Popovich told police she intended to harm herself, but later confessed to her sister-in-law, "I was very angry and I wanted to kill him."

Evidence indicated Popovich had been involved with other players, including Kiki Cuyler, and Dodgers catcher and future White Sox manager Al Lopez, who had warned Jurges of her "bad reputation."

Both Jurges and Popovich recovered, but the matter reached a Chicago courtroom, where Judge John A. Sbarbaro, a Cubs fan -- on the urging of Jurges, who didn't want to pursue the matter -- dismissed the case.

                                                                                                                                                                                                                       
 

The scandal faded into obscurity, though Popovich briefly capitalized on it by appearing as a singer in a Chicago burlesque theater under the name Violet Valli, "the girl who shot for love," backed by a chorus of "Bare Cub Girls."

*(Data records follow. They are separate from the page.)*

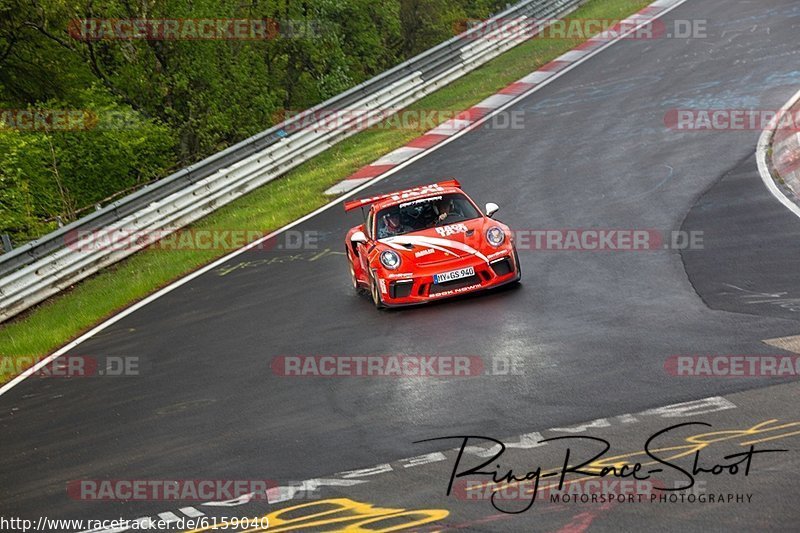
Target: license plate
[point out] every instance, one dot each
(454, 274)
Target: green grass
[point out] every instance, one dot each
(52, 324)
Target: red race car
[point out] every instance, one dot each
(428, 243)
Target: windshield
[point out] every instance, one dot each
(424, 213)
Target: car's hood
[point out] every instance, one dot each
(443, 243)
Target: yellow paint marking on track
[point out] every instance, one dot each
(696, 442)
(790, 344)
(339, 515)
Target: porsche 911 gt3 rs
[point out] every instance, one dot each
(428, 243)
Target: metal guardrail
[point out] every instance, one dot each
(34, 271)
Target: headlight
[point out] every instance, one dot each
(390, 259)
(495, 236)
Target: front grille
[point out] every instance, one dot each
(400, 289)
(436, 288)
(502, 267)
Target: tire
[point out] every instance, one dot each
(375, 292)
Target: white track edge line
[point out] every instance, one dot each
(763, 166)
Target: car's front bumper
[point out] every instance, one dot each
(418, 288)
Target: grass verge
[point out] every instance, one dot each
(62, 318)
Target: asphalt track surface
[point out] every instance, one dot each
(592, 329)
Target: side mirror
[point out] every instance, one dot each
(358, 237)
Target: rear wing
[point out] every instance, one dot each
(400, 195)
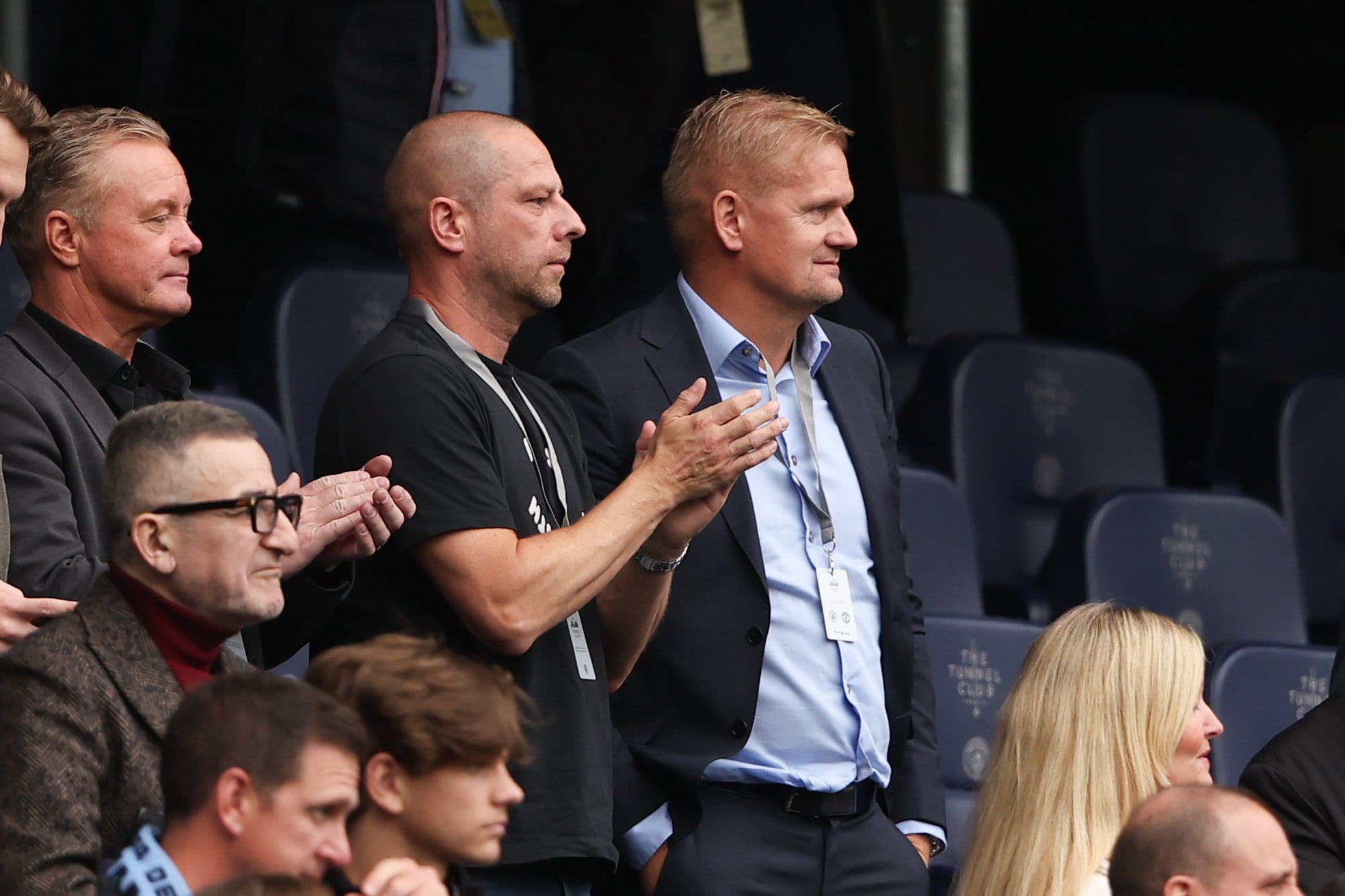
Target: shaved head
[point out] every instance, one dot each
(1201, 840)
(453, 155)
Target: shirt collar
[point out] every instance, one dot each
(724, 343)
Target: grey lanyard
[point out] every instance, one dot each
(474, 362)
(803, 383)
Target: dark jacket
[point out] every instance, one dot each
(692, 696)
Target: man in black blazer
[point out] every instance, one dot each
(103, 236)
(779, 728)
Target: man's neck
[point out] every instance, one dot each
(488, 326)
(201, 856)
(762, 319)
(82, 315)
(374, 836)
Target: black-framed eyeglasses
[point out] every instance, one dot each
(265, 509)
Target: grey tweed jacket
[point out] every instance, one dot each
(83, 708)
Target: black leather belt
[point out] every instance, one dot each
(810, 804)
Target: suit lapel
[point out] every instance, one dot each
(676, 355)
(864, 444)
(131, 658)
(40, 347)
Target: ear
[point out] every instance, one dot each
(448, 223)
(1182, 886)
(154, 539)
(62, 233)
(727, 212)
(236, 800)
(385, 783)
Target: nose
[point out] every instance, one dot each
(570, 221)
(509, 791)
(844, 237)
(335, 848)
(187, 244)
(283, 539)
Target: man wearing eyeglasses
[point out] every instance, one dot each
(101, 233)
(198, 545)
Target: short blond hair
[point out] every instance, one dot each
(64, 171)
(21, 107)
(734, 141)
(1087, 733)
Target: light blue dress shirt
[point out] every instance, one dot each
(478, 73)
(821, 719)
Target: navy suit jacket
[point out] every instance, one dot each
(692, 697)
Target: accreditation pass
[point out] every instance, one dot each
(837, 608)
(583, 658)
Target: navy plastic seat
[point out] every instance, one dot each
(961, 268)
(1311, 490)
(974, 665)
(14, 288)
(1260, 690)
(940, 545)
(1172, 190)
(268, 431)
(323, 316)
(1021, 426)
(1223, 564)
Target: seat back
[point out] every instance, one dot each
(268, 431)
(323, 316)
(1260, 690)
(1022, 426)
(1311, 489)
(961, 268)
(1223, 564)
(940, 545)
(974, 665)
(14, 288)
(1175, 190)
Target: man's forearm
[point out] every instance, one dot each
(631, 607)
(510, 591)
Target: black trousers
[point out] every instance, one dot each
(748, 847)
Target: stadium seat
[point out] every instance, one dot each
(961, 268)
(1022, 426)
(268, 431)
(1311, 490)
(1223, 564)
(323, 316)
(1172, 191)
(14, 288)
(1260, 690)
(940, 547)
(974, 664)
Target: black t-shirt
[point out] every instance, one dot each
(151, 376)
(463, 457)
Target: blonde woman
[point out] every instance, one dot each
(1106, 711)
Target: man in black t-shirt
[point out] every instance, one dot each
(509, 556)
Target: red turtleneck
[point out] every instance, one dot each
(189, 643)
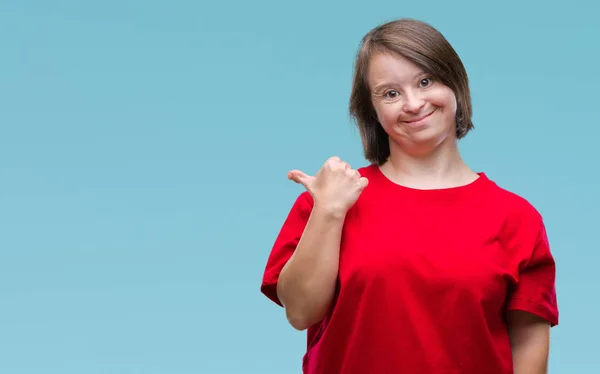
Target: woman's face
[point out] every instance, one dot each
(415, 110)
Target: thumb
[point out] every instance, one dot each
(301, 178)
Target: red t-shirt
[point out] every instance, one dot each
(425, 278)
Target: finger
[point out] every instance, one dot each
(300, 177)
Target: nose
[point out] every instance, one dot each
(413, 102)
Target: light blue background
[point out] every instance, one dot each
(144, 147)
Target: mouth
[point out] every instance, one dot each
(418, 120)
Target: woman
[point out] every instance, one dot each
(414, 263)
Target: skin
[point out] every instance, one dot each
(418, 113)
(424, 154)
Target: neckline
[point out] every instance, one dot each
(436, 194)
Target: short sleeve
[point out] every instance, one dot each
(535, 290)
(285, 244)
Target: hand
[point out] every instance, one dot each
(335, 187)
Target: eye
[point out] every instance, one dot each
(425, 82)
(391, 94)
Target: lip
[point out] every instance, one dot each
(417, 120)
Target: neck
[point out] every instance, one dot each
(443, 167)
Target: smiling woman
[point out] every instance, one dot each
(414, 263)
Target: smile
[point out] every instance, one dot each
(420, 118)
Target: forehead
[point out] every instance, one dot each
(391, 67)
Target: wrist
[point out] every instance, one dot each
(330, 211)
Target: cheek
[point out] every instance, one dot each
(446, 100)
(387, 115)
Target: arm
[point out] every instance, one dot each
(530, 342)
(307, 282)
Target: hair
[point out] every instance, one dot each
(427, 48)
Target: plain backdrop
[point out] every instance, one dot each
(144, 147)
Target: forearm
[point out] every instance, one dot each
(307, 282)
(530, 359)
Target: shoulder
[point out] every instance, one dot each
(518, 213)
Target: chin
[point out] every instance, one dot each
(421, 142)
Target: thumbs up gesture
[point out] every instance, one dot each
(335, 187)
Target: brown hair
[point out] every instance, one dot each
(427, 48)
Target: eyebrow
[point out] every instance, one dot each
(389, 84)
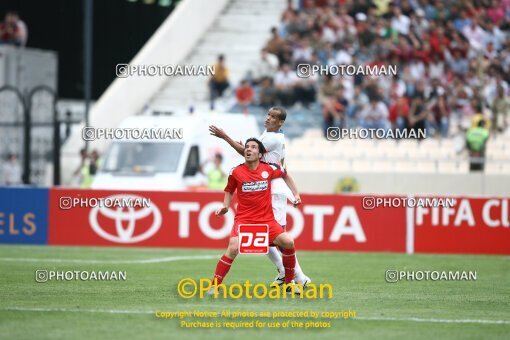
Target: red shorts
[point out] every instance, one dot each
(274, 229)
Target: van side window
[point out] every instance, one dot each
(193, 163)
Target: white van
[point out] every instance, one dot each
(172, 164)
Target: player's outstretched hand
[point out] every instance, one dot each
(297, 201)
(221, 211)
(217, 132)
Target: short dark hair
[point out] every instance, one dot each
(282, 115)
(262, 149)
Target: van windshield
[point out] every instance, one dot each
(142, 158)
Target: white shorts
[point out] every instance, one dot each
(279, 202)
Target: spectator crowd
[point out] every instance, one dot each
(452, 57)
(13, 31)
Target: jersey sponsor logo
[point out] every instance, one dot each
(254, 186)
(253, 238)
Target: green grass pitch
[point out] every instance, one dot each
(126, 309)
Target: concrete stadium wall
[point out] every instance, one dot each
(406, 183)
(170, 44)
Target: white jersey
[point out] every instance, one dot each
(274, 142)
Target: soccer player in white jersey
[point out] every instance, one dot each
(274, 142)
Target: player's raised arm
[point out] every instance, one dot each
(226, 204)
(217, 132)
(292, 186)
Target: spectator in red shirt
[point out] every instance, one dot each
(12, 30)
(244, 95)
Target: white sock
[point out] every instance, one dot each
(275, 257)
(298, 272)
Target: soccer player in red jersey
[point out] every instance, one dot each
(252, 180)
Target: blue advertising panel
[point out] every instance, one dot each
(24, 215)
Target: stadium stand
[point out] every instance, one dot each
(455, 57)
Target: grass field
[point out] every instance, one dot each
(126, 309)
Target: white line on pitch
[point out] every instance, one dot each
(144, 312)
(144, 261)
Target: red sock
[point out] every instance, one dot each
(222, 268)
(289, 262)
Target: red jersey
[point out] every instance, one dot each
(254, 191)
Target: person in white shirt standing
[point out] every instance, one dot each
(274, 142)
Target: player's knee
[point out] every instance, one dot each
(287, 242)
(232, 251)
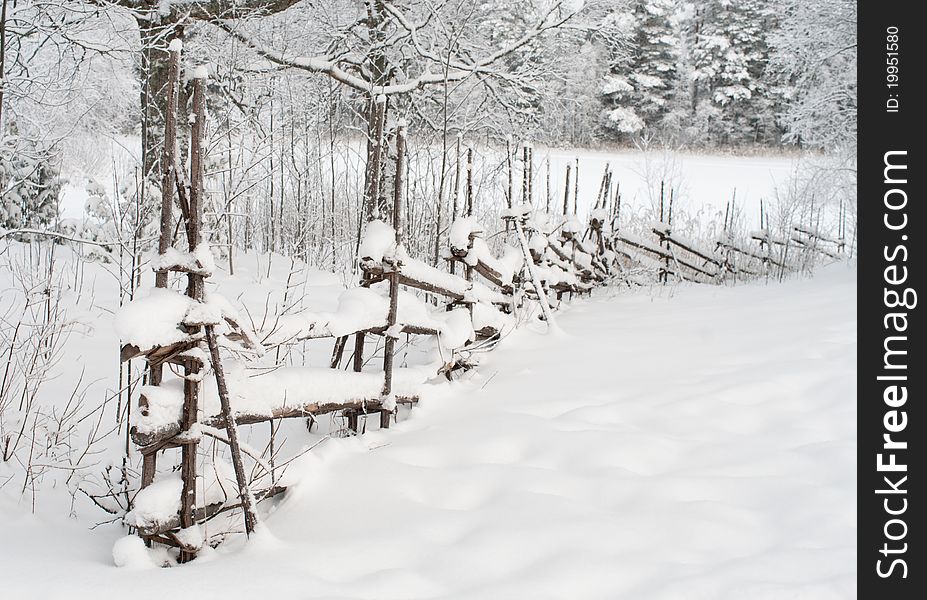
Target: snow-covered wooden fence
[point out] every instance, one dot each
(183, 336)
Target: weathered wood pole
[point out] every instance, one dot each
(194, 291)
(576, 189)
(391, 334)
(508, 161)
(168, 151)
(566, 193)
(372, 198)
(231, 429)
(525, 173)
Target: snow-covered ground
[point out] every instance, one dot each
(675, 443)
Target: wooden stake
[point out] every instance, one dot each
(566, 193)
(576, 189)
(524, 174)
(194, 291)
(231, 429)
(508, 161)
(547, 188)
(168, 152)
(390, 344)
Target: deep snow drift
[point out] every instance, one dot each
(674, 443)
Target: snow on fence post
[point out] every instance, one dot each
(149, 459)
(566, 193)
(388, 402)
(231, 428)
(194, 291)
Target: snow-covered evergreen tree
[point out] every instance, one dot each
(29, 186)
(639, 88)
(814, 57)
(732, 100)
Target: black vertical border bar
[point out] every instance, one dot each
(889, 254)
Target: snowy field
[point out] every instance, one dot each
(703, 183)
(673, 443)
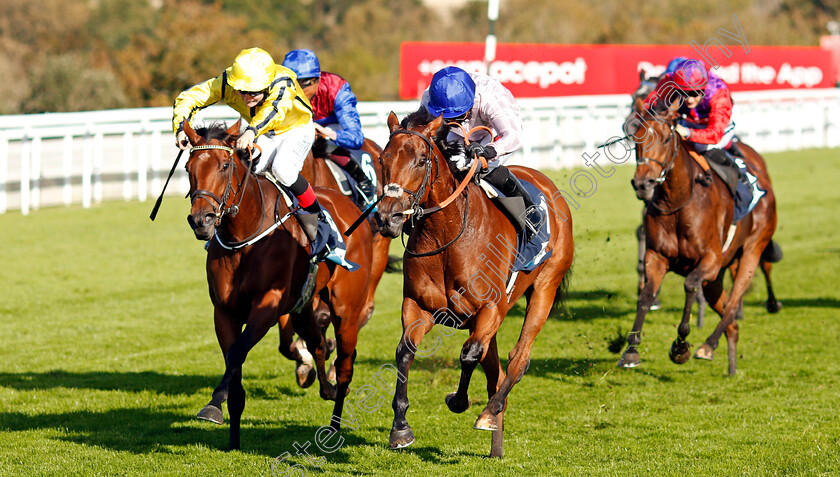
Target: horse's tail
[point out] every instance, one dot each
(772, 253)
(563, 290)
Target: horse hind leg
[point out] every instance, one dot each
(773, 305)
(471, 354)
(492, 367)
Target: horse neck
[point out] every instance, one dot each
(676, 190)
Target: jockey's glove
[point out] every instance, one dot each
(705, 178)
(476, 149)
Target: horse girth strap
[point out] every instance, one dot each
(698, 158)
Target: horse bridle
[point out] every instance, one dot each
(666, 166)
(395, 190)
(220, 208)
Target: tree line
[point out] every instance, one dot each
(77, 55)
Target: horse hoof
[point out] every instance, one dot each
(305, 374)
(705, 352)
(680, 352)
(455, 405)
(211, 413)
(328, 392)
(401, 438)
(630, 359)
(331, 373)
(486, 422)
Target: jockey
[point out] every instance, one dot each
(475, 99)
(333, 105)
(278, 118)
(706, 108)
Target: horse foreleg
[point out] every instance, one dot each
(347, 334)
(230, 388)
(492, 367)
(773, 305)
(416, 323)
(487, 321)
(655, 268)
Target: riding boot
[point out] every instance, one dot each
(509, 185)
(365, 185)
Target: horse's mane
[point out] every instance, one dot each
(218, 130)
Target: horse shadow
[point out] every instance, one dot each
(586, 305)
(145, 430)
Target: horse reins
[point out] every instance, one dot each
(221, 209)
(666, 166)
(395, 190)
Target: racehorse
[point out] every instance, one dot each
(316, 171)
(257, 267)
(448, 252)
(686, 227)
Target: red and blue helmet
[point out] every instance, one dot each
(303, 62)
(691, 75)
(452, 92)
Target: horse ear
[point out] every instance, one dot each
(393, 122)
(432, 127)
(191, 134)
(639, 105)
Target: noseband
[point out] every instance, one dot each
(395, 190)
(666, 166)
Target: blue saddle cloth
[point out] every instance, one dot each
(530, 254)
(328, 243)
(746, 196)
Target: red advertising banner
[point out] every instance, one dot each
(535, 70)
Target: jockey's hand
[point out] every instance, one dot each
(182, 141)
(682, 131)
(476, 149)
(246, 139)
(325, 132)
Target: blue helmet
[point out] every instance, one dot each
(303, 62)
(672, 66)
(452, 92)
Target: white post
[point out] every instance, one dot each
(156, 182)
(25, 168)
(98, 144)
(67, 170)
(142, 165)
(127, 150)
(87, 168)
(490, 41)
(4, 174)
(35, 175)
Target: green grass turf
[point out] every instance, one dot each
(110, 352)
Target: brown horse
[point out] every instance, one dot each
(257, 265)
(317, 173)
(455, 268)
(686, 226)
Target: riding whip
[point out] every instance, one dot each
(160, 198)
(363, 217)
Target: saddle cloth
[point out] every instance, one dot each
(530, 254)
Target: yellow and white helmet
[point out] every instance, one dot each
(252, 70)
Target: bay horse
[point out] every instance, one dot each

Bales, who wrote, "Before They Were the Cubs: The Early Years of Chicago's First Professional Baseball Team," said the shooting indirectly led to Ruth's "called shot."

Because of Jurges' injury and the firing of player-manager Rogers Hornsby, the Cubs signed former Yankee infielder Mark Koenig. When the Cubs won the National League pennant, his teammates denied Koenig a full share of World Series money. Among the no votes was Jurges, who argued Koenig did not play the whole season.

Bales said, "The thing is that in 1932, Billy played in 115 games, and Mark Koenig played in just 33 games, even though he played really well."

Koenig's snub rankled the American League champion Yankees, who razzed the Cubs from the dugout, with writer Shirley Povich penning, "The Cubs' stinginess fired the Yankees to new heights." The conflict reached a climax in Game 3 when Ruth allegedly pointed to center field at Wrigley Field and called his shot.

Bales, a retired librarian from the University of Mary Washington in Fredericksburg, Va., gathered fresh material and also spoke with Jurges' daughter and grandson and Popovich's nephew for greater insight.

Jurges' daughter, Suzanne Price, told Bales she was aware of the shooting, but "It was never mentioned in our house."

Bales said he came to feel sorry for Popovich, but doesn't excuse her behavior.

"All she wanted was a nice relationship" with a baseball player. "She certainly didn't have it at home."

Popovich was the product of a broken home caused by an abusive father and spent five or six years of her childhood in an orphanage.

"She even had to testify in court against her father," he said.

In the book, Jurges emerges as something of an enigma. An intense competitor and a superb fielder, he is portrayed as someone principally concerned with his profession.

Cubs first baseman Phil Cavarretta once said, "Billy Jurges would go out, play hard, go through a brick wall for you."

The shooting had an eerie echo when Ruth Ann Steinhagen shot Eddie Waitkus of the Phillies at Chicago's Edgewater Beach Hotel in 1949.

Author Bernard Malamud may have had either or both shootings in mind while writing "The Natural."

Waitkus and Jurges wound up as Cub teammates in the late 1940s. In fact, Waitkus played in Jurges' last major league game.

Bales said he has received positive reaction to the book from the families of Popovich, who died in 2000, and Jurges, who died in 1997.

Jurges' grandson Bill Price told Bales, "I will be buying copies for various friends and family. Hopefully, I'll personally push the title to the top of The New York Times bestseller list."